Rauman biovoima
Installée sur le site de l’usine papetière UPM à Rauma, Rauman Biovoima est une cogénération finlandaise à gouvernance industrielle et municipale : elle produit électricité, chaleur et vapeur haute pression pour le papier et le réseau local, sans jouer le rôle d’un fournisseur grand public.

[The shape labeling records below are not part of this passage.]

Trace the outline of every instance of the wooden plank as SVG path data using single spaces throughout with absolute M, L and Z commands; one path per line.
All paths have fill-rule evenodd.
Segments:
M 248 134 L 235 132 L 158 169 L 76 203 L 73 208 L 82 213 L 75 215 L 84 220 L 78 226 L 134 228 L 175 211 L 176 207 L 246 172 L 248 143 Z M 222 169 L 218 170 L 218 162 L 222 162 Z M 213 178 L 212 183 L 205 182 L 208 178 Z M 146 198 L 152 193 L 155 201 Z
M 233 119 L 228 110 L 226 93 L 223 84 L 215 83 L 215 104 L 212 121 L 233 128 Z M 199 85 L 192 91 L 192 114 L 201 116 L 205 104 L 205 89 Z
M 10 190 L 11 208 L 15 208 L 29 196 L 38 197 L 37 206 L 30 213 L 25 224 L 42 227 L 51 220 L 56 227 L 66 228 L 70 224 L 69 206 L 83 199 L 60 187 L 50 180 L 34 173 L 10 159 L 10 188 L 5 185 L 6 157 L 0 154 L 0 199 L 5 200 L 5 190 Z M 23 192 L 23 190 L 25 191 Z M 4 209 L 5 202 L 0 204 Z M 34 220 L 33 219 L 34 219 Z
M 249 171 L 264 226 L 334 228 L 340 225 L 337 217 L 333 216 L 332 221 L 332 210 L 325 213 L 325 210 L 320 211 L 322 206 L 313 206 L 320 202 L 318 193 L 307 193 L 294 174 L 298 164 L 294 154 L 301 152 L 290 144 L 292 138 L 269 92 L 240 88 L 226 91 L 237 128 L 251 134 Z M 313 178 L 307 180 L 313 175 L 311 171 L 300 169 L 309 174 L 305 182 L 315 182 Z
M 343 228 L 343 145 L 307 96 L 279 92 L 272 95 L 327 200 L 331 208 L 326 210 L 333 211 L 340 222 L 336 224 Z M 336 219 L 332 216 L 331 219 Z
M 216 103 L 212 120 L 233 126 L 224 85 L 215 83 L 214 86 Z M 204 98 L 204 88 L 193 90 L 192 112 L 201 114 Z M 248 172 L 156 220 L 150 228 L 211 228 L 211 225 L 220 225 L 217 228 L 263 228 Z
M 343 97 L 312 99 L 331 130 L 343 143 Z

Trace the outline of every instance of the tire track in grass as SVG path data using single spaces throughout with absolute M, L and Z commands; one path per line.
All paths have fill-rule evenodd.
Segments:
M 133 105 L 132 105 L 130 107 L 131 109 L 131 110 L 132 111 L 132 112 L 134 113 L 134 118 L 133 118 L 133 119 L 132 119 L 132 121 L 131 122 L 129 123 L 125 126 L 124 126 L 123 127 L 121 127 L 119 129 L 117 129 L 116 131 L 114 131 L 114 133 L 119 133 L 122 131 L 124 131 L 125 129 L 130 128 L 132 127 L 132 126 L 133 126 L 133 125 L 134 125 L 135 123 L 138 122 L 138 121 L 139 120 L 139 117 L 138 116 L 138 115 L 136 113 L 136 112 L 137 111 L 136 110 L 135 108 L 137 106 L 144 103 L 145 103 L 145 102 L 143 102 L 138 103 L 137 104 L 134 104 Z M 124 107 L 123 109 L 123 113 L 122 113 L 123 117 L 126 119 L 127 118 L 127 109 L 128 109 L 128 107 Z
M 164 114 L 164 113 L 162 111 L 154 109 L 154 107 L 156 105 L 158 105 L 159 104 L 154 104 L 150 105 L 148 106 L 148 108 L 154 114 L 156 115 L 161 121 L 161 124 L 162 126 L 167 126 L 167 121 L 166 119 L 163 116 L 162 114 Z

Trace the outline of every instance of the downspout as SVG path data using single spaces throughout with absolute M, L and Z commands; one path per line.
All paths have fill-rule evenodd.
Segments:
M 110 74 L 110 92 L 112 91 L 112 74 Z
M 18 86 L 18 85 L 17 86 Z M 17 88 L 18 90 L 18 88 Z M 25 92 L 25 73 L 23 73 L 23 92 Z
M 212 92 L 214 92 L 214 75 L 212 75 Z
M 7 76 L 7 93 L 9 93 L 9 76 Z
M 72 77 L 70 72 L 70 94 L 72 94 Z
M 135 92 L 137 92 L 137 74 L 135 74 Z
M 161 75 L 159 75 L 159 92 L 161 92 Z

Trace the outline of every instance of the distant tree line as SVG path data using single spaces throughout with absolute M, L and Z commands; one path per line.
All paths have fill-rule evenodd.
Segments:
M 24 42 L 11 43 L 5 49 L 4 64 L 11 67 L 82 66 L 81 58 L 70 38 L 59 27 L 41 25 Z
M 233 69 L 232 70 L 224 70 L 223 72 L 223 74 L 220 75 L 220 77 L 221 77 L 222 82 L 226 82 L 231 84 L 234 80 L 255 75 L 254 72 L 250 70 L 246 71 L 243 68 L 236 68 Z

À propos de Rauman biovoima
1. Modèle économique
L’entité visée ici est Rauman Biovoima Oy (Finlande, CHP intégré à l’industrie du bois), distincte de tout homonyme étranger : la centrale est à Rauma, tandis que les annuaires d’entreprises finlandais recensent souvent un siège à Helsinki (fiche d’entreprise Finder). Pohjolan Voima détient 72 % et Rauman Energia (actionnariat municipal) 28 % (communiqué de groupe sur la tourbe et le site). Les revenus reposent sur la vente d’énergie et de vapeur à UPM Rauma et à Rauman Energia, modèle classique de chaleur et électricité vendues à des industriels ancrés (page production). Selon les agrégats publiés par Vainu, le chiffre d’affaires 2024 serait d’environ 32,5 M€ (−5,8 % par rapport à 2023) avec une perte nette d’environ 0,47 M€ ; d’autres bases finlandaises affichent des montants très différents selon la consolidation : on retiendra surtout la tendance et l’ordre de grandeur, pas le centime. L’actionnaire local qualifie 2024 d’exercice correct sur le plan opérationnel mais pénalisé par la flambée des coûts de production (bilan d’année Rauman Energia).
2. Impact réel
La fiche technique publique indique 65 MW électriques, 50 MW de chaleur et 140 MW de vapeur (page production), soit une machine au service d’une décarbonation relative du papier et du réseau plutôt qu’un actif grand public « vert » évident. Les combustibles mis en avant sont des flux forestiers et résidus (écorces, déchets de coupe, boues biologiques) et une part de combustibles recyclés décrite par le groupe comme dominée par les energies renouvelables (>90 %) pour le gaz à effet de serre, avec corollaire : cycles de vie longs pour la biomasse, pression potentielle sur la ressource ligneuse nordique — thème central du débat UE, distinct de la « PPE3 » française mais au cœur des critères durabilité discutés côté industrie européenne. Pour le lecteur francophone, une lecture utile pour qualité et traçabilité des combustibles ligno-cellulosiques reste le guide ADEME sur la qualité des approvisionnements biomasse : ce n’est pas un bilan carbone publié par Rauman Biovoima, mais un cadre européen de référence sur ce que « biomasse propre » signifie en pratique.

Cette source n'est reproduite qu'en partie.